MA : J’ai vu votre proposition. Je ne dirais pas cela, je dirais que l’EPS est construite à partir de l’étude des APSA. L’EPS n’est pas le processus d’étude, ce sont des praxéologies, des pratiques et des savoirs, qu’on va produire à partir de l’étude des APSA. Bref l’EPS c’est le produit de l’étude.
J’ai regardé vos programmes avec intérêt. Mais les choses y sont assez opaques pour moi sur ce qui est véritablement enjeu de l’étude parce qu’ils donnent des généralités, des grandes compétences très générales. Mais je n’y vois pas d’organisation des savoirs. Les techniques n’y sont pas explicitées1.

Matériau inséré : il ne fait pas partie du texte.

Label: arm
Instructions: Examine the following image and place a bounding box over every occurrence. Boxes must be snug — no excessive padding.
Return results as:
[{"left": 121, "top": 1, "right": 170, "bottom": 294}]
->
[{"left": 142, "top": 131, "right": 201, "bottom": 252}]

Je me doute que la mise en mot est compliquée, en EPS comme ailleurs. Dans ce que j’ai lu sur l’EPS, je ne trouve pas la mise en place, ou en évidence, d’un environnement justificatif propre à votre discipline. Il manque, me semble-t-il, un environnement technologique spécifique. Il y a, certes, des appels à des théories générales et extérieures (physiologie, biomécanique, etc.), mais la justification des techniques est quelque chose d’important, car on ne peut bien posséder une technique sans la contrôler. C’est le problème de la raison d’être que signalait Yves mais appliquée ici aux techniques : pourquoi dois-je faire ce geste et pas un autre, ou pourquoi dois-je modifier le geste que j’accomplis ? C’est un élément essentiel de la constitution des praxéologies, c’est-à-dire des savoirs.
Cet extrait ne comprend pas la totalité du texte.